As shown in fig. 1-4, a tracheal intubation device for Hospital infectious disease department comprises a tube body 1, a connection end cap 2 and an intubation end cap 3, wherein a main air groove 8 is formed inside the tube body 1, an auxiliary air groove 9 is formed at the top of the main air groove 8, a first medicine groove 10 and a second medicine groove 11 are respectively formed at two ends of the bottom of the main air groove 8, a scale 5 is arranged at the outer side of the tube body 1, the connection end cap 2 is sleeved with a first annular air bag 6, one end of the connection end cap 2 is connected with an auxiliary butt joint tube 16 in a hot melting manner, a main butt joint tube 15 is connected at the bottom of the auxiliary butt joint tube 16 in a hot melting manner, a first medicine injection port 17 and a second medicine injection port 18 are respectively formed at two ends of the bottom of the main butt joint tube 15, the intubation end cap 3 is arranged at the other end of the tube body 1, the second annular air bag 7 is sleeved at the outer side of the intubation end cap 3, one end in the puncture tube 4 is connected with a rotating baffle 13 through a rotating shaft, and one end of the rotating baffle 13 is connected with a T-shaped limiting rod 14 through hot melting.

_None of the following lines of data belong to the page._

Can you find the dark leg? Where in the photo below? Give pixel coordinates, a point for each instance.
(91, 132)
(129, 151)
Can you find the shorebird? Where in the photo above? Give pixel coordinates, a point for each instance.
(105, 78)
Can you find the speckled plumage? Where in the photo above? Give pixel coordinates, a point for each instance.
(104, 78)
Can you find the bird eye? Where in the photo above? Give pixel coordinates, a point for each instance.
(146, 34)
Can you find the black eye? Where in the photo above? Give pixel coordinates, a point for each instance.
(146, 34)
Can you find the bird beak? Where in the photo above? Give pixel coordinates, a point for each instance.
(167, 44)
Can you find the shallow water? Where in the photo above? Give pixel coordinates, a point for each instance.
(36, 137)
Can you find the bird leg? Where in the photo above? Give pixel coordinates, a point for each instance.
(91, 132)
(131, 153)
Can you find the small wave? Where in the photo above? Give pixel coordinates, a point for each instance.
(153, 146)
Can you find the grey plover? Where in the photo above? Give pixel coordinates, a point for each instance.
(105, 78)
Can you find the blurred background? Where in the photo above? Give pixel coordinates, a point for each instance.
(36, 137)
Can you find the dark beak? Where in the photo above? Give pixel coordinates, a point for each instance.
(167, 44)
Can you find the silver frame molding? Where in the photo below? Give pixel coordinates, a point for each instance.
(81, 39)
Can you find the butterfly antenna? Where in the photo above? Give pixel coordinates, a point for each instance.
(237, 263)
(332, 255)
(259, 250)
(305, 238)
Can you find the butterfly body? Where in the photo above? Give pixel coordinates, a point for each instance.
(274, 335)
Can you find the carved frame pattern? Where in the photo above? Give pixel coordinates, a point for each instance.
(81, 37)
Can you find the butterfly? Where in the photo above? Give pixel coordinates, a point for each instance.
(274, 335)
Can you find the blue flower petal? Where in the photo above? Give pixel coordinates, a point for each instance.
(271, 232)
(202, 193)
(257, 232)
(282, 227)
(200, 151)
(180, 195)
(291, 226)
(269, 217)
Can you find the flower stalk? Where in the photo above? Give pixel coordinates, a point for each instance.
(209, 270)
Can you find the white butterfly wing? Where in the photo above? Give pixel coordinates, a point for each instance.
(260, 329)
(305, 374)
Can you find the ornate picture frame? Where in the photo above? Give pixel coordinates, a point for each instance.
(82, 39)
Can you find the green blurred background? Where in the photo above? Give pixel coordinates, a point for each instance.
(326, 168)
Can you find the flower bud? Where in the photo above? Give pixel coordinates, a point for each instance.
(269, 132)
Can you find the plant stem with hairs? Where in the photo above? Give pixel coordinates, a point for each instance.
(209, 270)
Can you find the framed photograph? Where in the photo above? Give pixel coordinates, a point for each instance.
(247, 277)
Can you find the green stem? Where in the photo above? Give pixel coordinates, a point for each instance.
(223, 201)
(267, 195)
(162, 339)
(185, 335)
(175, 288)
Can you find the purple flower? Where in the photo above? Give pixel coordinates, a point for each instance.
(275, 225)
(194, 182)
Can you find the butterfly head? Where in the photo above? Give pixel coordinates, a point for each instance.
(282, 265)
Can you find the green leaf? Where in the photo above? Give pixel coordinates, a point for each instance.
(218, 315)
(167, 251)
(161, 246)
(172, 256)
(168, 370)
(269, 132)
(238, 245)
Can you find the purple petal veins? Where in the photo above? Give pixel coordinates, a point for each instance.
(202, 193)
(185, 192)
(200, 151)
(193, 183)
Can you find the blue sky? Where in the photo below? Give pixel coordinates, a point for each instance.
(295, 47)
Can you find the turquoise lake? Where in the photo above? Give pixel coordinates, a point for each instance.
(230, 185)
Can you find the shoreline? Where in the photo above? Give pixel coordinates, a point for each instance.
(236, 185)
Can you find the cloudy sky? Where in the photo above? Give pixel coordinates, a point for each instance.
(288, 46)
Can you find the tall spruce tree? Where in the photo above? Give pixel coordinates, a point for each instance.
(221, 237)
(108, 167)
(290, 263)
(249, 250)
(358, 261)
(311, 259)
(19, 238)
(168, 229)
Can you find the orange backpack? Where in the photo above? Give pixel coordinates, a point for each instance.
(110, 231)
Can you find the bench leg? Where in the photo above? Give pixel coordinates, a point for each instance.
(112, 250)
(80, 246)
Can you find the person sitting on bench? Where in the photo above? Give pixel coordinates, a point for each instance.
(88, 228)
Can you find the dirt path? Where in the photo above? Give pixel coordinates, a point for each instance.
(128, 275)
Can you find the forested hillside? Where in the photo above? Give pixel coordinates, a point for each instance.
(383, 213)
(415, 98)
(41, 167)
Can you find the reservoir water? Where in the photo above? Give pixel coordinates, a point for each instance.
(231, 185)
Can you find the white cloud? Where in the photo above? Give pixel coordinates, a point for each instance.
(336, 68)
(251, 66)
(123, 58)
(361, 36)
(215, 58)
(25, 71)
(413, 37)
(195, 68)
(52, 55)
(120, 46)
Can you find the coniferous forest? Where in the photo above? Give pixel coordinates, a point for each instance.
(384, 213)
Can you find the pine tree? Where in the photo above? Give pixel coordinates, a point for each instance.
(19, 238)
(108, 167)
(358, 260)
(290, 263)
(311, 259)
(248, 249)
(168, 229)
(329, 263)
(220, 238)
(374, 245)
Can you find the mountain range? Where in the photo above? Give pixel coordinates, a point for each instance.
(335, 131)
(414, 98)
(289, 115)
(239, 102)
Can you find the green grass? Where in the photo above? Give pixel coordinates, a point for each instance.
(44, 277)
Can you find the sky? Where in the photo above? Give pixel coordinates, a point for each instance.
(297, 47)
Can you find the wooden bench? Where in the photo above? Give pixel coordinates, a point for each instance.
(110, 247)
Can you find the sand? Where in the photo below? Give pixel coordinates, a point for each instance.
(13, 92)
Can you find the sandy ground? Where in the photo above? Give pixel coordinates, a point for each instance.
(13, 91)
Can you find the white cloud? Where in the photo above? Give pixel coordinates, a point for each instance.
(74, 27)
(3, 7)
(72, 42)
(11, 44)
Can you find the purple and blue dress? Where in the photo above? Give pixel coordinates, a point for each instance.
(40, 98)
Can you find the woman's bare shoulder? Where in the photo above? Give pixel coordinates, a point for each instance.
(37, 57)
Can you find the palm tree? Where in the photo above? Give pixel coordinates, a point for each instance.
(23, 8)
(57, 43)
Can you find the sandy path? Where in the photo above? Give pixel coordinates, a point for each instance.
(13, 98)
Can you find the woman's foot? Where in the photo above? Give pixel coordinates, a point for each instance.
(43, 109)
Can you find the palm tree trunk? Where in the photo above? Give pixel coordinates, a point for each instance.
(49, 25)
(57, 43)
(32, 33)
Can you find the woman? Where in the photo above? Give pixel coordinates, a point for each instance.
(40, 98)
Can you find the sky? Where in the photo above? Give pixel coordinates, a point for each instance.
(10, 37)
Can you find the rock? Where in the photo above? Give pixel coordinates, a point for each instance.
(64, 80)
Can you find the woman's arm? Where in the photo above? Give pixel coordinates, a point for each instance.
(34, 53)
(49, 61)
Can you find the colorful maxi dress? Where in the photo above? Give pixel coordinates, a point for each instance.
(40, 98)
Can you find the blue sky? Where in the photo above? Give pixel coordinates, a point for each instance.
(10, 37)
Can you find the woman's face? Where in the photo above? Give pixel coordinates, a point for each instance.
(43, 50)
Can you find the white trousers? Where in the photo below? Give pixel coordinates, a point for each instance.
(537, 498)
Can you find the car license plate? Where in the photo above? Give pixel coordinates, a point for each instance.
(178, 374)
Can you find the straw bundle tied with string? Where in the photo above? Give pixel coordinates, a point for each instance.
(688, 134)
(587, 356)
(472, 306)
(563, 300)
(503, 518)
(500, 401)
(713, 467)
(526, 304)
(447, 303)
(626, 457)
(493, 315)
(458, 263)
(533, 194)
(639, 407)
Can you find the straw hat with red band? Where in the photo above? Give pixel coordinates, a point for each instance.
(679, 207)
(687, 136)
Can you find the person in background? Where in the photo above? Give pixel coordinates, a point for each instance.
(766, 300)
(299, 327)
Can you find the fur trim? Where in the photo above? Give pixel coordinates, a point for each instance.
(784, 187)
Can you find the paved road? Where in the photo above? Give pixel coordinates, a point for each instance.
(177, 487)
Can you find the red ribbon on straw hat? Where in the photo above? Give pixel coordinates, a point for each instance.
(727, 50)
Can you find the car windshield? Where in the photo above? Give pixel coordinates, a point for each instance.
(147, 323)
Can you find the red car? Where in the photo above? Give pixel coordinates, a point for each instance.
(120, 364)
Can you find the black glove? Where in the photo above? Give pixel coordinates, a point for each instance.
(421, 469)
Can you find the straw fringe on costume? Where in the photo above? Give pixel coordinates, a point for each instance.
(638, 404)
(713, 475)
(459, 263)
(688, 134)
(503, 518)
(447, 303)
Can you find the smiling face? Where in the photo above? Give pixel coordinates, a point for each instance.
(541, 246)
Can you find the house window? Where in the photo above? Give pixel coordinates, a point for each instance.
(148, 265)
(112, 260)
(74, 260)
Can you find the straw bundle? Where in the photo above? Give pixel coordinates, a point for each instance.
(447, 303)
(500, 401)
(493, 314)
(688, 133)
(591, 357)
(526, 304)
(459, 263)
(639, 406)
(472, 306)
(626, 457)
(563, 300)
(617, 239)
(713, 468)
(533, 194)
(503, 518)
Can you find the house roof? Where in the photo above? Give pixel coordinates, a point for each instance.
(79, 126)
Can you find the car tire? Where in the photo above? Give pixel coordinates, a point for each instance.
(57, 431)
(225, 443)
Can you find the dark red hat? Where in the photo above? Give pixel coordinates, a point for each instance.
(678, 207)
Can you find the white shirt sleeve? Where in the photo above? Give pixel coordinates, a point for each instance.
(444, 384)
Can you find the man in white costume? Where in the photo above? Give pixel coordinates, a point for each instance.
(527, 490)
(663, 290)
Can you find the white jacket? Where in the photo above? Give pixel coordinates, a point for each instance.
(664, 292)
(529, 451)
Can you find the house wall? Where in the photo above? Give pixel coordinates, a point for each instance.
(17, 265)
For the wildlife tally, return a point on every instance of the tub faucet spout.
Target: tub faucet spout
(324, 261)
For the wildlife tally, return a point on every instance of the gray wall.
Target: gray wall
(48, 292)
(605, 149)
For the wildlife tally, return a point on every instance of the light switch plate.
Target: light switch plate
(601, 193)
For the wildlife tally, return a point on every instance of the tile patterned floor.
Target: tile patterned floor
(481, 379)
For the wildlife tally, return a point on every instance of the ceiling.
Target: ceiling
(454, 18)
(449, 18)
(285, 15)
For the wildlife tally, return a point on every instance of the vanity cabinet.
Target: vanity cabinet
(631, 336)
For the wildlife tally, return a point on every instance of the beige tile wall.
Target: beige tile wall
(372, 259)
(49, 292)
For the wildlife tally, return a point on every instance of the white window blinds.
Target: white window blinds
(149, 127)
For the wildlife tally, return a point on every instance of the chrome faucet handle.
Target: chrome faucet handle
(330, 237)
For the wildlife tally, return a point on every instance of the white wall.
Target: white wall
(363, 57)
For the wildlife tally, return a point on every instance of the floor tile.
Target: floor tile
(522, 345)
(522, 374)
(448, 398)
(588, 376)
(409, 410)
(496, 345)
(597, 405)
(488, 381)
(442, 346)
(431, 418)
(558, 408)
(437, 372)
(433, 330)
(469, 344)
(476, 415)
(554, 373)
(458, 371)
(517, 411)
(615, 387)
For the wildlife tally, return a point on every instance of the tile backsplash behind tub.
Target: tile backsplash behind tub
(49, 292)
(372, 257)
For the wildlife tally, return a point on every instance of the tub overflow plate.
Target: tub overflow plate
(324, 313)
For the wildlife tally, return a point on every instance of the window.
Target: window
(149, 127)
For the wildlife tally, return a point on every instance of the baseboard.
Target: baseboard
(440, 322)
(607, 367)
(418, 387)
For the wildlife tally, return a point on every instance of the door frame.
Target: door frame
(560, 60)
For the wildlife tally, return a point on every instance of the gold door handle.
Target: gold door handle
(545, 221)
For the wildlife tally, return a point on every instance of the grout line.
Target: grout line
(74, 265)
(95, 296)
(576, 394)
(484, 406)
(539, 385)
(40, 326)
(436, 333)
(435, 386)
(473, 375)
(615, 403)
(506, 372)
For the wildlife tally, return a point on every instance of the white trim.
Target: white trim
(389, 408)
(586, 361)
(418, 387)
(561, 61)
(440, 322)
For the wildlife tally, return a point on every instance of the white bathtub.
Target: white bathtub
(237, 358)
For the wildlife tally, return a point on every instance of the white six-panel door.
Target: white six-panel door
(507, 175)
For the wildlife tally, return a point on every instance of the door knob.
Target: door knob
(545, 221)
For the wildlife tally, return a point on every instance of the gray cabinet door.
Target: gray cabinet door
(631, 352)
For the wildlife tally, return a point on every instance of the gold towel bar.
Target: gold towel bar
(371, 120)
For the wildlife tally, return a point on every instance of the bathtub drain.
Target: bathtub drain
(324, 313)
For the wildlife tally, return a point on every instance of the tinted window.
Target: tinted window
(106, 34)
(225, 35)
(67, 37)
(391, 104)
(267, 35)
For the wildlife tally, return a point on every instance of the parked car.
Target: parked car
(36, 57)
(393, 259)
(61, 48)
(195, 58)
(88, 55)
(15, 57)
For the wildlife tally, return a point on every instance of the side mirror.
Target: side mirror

Wherein, 2 one side hot melt of connection end cover is connected main inserted bar 19 and a main inserted bar 19 and vice butt joint pipe 16 and is linked together, a main inserted bar 19 is located vice gas tank 9 inside, 19 bottom hot melt of a main inserted bar is connected with an vice inserted bar 20 and is linked together with main butt joint pipe 15, a vice inserted bar 20 is located main gas tank 8 inside, a vice inserted bar 20 bottom both ends are provided with a main medicine pole 21 and a vice medicine pole 22 respectively, a main medicine pole 21 and a medicine injection mouth 17 are linked together and an vice medicine pole 22 and No. two medicine injection mouths 18 are linked together, a main medicine pole 21 is located medicine tank 10 inside and an vice medicine pole 22 is located No. two medicine tanks 11 inside.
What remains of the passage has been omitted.